Em números, as ameaças que cercam o setor da construção civil com o projeto de reforma tributária, segundo líderes

SANTO DOMINGO– Diversas associações do setor da construção civil da República Dominicana manifestaram ontem sua posição sobre o Projeto de Lei de Modernização Fiscal proposto pelo governo na semana passada, que está sendo analisado pela Câmara dos Deputados.

A Associação de Construtoras e Incorporadoras de Cibao (Aprocovici), a Associação de Construtoras e Incorporadoras de Altagracia (Adecla), a Associação de Corretores e Empresas Imobiliárias (AEI) e a Associação Dominicana de Construtoras e Incorporadoras (Acoprovi) abordaram o assunto em uma coletiva de imprensa convocada para esse fim, onde expressaram sua preocupação, argumentando que a proposta do governo, se aprovada, representaria um retrocesso de décadas no setor imobiliário, particularmente no acesso à moradia popular.

De acordo com os dados contidos no comunicado de imprensa, as variáveis ​​que alterariam o panorama do setor de blocos de concreto e cimento no país, após a aprovação da reforma, seriam diversas.

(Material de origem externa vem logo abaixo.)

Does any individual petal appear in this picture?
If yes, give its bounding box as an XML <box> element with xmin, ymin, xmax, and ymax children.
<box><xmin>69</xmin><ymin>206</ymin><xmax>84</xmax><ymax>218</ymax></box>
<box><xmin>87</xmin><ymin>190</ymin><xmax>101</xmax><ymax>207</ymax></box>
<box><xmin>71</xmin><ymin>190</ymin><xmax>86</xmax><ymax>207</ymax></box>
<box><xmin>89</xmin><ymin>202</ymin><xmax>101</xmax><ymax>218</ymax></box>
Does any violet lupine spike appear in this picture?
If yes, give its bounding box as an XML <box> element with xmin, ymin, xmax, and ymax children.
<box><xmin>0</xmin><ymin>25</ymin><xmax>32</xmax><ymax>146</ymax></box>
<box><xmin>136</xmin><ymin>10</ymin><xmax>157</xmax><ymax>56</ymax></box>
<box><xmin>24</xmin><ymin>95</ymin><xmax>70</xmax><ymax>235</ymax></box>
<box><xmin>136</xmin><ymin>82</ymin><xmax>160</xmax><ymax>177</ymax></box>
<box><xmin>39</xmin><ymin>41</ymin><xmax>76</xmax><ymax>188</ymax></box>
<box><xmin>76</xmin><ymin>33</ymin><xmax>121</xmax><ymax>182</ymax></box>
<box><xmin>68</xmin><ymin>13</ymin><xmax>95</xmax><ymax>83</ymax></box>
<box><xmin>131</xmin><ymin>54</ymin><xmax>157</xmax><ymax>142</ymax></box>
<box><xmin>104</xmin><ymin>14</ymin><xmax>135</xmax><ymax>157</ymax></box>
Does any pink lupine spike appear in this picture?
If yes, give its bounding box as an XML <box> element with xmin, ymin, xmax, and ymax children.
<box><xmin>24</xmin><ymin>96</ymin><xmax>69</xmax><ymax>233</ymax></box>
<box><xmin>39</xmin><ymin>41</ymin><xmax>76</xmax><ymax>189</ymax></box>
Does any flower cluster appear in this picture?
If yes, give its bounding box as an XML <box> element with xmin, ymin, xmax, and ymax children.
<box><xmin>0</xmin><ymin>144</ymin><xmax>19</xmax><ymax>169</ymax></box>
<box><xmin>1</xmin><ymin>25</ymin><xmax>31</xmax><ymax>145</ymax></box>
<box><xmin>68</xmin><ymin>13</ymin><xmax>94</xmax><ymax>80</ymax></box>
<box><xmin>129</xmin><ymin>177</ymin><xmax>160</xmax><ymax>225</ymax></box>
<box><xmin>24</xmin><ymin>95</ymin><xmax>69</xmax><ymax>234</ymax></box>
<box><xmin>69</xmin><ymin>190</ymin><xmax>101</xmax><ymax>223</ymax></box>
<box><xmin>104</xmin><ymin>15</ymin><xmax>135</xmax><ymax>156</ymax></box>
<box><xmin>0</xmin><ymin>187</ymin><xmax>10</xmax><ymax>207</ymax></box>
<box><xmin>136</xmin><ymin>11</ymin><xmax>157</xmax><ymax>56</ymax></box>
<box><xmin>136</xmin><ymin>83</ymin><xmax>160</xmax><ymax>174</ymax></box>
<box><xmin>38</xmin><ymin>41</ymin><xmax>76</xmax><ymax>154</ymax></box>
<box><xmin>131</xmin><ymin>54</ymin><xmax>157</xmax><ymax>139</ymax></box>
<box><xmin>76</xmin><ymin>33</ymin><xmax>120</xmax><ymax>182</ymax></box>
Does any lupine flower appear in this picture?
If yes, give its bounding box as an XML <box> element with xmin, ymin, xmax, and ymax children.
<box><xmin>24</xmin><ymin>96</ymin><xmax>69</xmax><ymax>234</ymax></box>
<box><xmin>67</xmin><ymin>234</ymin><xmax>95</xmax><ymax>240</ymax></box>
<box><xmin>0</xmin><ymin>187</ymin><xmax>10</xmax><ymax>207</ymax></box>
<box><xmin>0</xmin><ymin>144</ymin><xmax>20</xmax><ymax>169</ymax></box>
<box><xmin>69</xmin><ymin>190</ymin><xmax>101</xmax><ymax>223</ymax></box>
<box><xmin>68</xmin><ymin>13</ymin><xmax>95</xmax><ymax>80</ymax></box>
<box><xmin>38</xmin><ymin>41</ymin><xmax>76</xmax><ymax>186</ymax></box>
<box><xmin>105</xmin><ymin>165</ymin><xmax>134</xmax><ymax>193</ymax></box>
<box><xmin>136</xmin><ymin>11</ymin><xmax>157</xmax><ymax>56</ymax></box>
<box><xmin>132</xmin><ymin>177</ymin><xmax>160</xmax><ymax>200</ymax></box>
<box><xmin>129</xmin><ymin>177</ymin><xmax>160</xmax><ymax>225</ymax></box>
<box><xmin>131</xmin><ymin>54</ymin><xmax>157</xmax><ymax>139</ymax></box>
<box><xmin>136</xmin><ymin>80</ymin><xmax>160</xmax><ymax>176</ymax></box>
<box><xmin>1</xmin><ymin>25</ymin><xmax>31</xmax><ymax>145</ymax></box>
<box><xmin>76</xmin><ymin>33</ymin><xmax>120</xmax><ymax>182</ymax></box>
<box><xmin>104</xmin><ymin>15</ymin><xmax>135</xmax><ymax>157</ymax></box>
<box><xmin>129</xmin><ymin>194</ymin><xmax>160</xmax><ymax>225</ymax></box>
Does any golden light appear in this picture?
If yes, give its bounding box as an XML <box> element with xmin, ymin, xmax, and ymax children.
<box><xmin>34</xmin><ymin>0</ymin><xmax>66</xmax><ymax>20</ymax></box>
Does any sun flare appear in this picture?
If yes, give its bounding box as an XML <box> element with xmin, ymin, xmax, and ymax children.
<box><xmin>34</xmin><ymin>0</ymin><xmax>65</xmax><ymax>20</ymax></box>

Compartilhamos os dados das análises feitas por representantes da indústria da construção civil:

-Como resultado da eliminação da taxa ISR diferenciada para fundos imobiliários, o preço dos imóveis aumentaria em aproximadamente 12,5%.

Esses aumentos seriam agravados por um acréscimo de 18% devido ao Imposto sobre Valor Agregado (IVA), sobre a venda de imóveis residenciais, sobre o transporte e sobre bens não industrializados, como agregados, e devido ao aumento de 50% nas retenções na fonte sobre o trabalho.

-A reforma tributária resultaria em um aumento total nos preços dos imóveis superior a 30%.

-59% dos projetos de Habitação de Baixo Custo (VBC) perderiam sua classificação atual, fazendo com que os compradores perdessem o acesso ao bônus de Habitação de Baixo Custo, comprometendo assim os planos de habitação social promovidos pelo próprio governo.

 – Seis em cada dez famílias dominicanas seriam desqualificadas por não possuírem os recursos necessários para lidar com esses aumentos, frustrando o sonho de milhares de dominicanos de ter uma casa digna. 

-Os preços dos aluguéis aumentariam devido a uma redução significativa na oferta de moradias para esses fins e a um aumento significativo nos custos para os proprietários, como resultado da diminuição da base do IPI de 9 milhões para 5 milhões e da reavaliação dos imóveis.

As vendas diminuiriam em aproximadamente 56%, o que levaria a uma redução de cerca de 77 bilhões de pesos em investimentos em novos projetos, causando impactos negativos no Produto Interno Bruto.

“Haveria uma redução de mais de 115.000 postos de trabalho.”.

Essas estimativas são baseadas em cenários conservadores, de acordo com os dados de 2023 do Boletim de Estatísticas sobre Solicitação e Emissão de Licenças de Construção de Habitações e Edifícios do MIVHED.